For a thug, nothing can be more terrifying than the sight of a double-barreled shotgun leveled at him. How about the sound of a pump-action shotgun racking a shell into the chamber for sound deterrent? Both will make even the most hardened criminals think twice.
The question is, what’s the best kind of load for holding down the fort?
Of course, sheer intimidation won’t always solve your big problem. Well, what do you feed your shotgun against your home-invading foes?
Below are Remington 12-gauge shotgun shells opened up for you to see the actual payload. Impressive, right? Well, each load from size 7.5 on the left to even the mighty shotgun slug on the right has a purpose in home defense.
Birdshot is a favorite of many home defenders. From close range, the blast of these lightweight small pellets hit like a solid fist. The thug in the picture on the right caught a blast at close range. People call shotguns “scatterguns” for a reason. The shot fans out quickly. The fellow in the left picture caught a shotgun pellet blast at a farther distance. He’s in pain, but certainly still breathing and ultimately quite angry.

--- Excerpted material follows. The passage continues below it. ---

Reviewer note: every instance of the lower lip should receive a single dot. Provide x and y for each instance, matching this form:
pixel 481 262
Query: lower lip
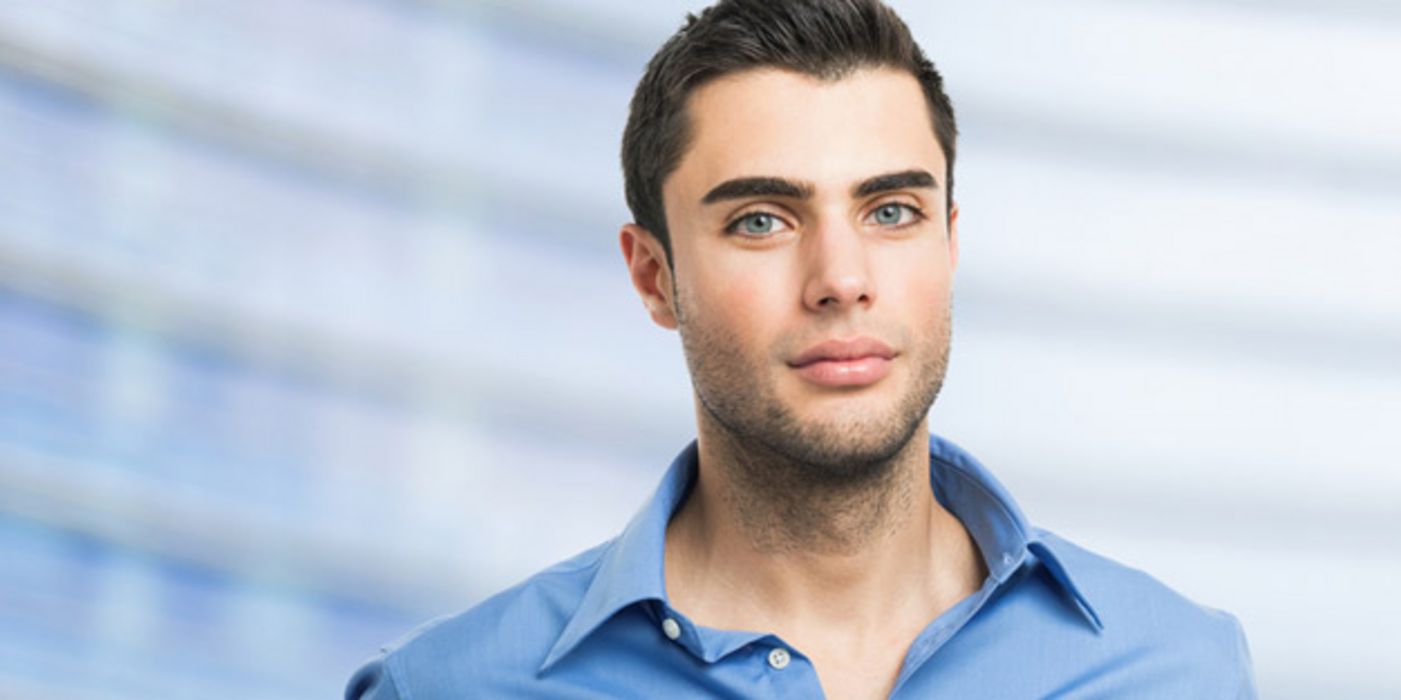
pixel 845 373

Birdshot has excellent track record for up-close-and-personal damage with minimal penetration to household walls. If the distance is somewhat far, you’d better think bigger, such as the smaller-sized buckshot loads.

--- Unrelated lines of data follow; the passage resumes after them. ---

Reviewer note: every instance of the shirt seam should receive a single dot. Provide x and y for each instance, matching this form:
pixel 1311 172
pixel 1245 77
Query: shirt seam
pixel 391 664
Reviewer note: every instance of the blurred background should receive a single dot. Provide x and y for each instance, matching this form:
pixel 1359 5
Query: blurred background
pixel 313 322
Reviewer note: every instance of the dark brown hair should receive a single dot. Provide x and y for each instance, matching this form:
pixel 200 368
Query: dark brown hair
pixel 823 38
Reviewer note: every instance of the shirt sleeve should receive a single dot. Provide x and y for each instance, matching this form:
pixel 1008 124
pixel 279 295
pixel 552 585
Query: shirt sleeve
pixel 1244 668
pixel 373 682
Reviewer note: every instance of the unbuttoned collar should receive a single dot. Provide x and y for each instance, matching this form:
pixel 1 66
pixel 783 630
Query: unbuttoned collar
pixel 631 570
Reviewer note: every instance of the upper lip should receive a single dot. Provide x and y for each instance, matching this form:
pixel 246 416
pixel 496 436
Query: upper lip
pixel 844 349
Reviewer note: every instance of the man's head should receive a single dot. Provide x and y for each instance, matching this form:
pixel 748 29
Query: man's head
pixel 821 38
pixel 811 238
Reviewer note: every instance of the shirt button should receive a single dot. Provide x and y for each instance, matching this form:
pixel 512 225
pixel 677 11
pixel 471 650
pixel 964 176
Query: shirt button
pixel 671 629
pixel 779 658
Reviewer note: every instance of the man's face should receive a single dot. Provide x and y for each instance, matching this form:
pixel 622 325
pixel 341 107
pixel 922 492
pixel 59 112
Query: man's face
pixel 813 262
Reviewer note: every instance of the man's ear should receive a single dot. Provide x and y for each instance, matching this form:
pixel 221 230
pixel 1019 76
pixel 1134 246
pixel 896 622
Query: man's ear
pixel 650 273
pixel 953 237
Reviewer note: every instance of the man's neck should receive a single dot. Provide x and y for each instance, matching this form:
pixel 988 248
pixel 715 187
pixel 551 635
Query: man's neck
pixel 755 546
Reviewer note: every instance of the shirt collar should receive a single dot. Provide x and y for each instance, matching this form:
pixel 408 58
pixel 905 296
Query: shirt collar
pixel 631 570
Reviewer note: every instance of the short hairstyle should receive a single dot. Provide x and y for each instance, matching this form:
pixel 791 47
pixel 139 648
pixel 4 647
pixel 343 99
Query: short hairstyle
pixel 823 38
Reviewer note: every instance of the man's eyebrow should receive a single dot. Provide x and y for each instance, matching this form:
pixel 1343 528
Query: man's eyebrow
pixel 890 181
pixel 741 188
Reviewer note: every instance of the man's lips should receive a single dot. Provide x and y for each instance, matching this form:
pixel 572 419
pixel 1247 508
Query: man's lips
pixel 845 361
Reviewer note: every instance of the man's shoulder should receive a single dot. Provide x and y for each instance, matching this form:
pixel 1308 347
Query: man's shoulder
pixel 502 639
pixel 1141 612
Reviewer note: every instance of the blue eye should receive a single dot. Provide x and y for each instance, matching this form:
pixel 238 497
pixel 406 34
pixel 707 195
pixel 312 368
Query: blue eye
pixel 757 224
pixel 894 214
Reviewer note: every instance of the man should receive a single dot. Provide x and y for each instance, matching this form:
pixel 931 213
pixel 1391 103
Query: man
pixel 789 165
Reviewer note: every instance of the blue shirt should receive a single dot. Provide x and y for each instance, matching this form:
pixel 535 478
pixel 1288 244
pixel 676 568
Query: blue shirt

The handy size chart shows a size comparison of how these projectiles stack up against each other. You can use any of these sizes in a pinch, but personally, I’d begin with nothing smaller than No. 8 for close range. No. 4 loads would be even better.
Remember, as distances and any obstructions you might encounter get larger, you should increase the size of your projectiles. Save the largest sizes for shooting through cover or barricades. Remember those larger projectiles will keep going and walls may not hold them. In urban settings, loads of 00 buckshot will get almost any job done.
What about shotgun slugs? Unless you’re living in big bear country or have to shoot through heavy barricades, save shotgun slugs for big-game hunting. A 1,000-pound bear knocking down your cabin door takes more to stop than a home invader.
My advice to all who want to use a shotgun for home defense is to buy a variety of shells. Then, take various items, like drywall, plywood or jugs of water and test what those loads do to them at the gun range, if allowed. This target practice will allow you to see how powerful your shotgun really is. Then you can make the right decision of what shotgun load will be the best pick for your own home-defense situation.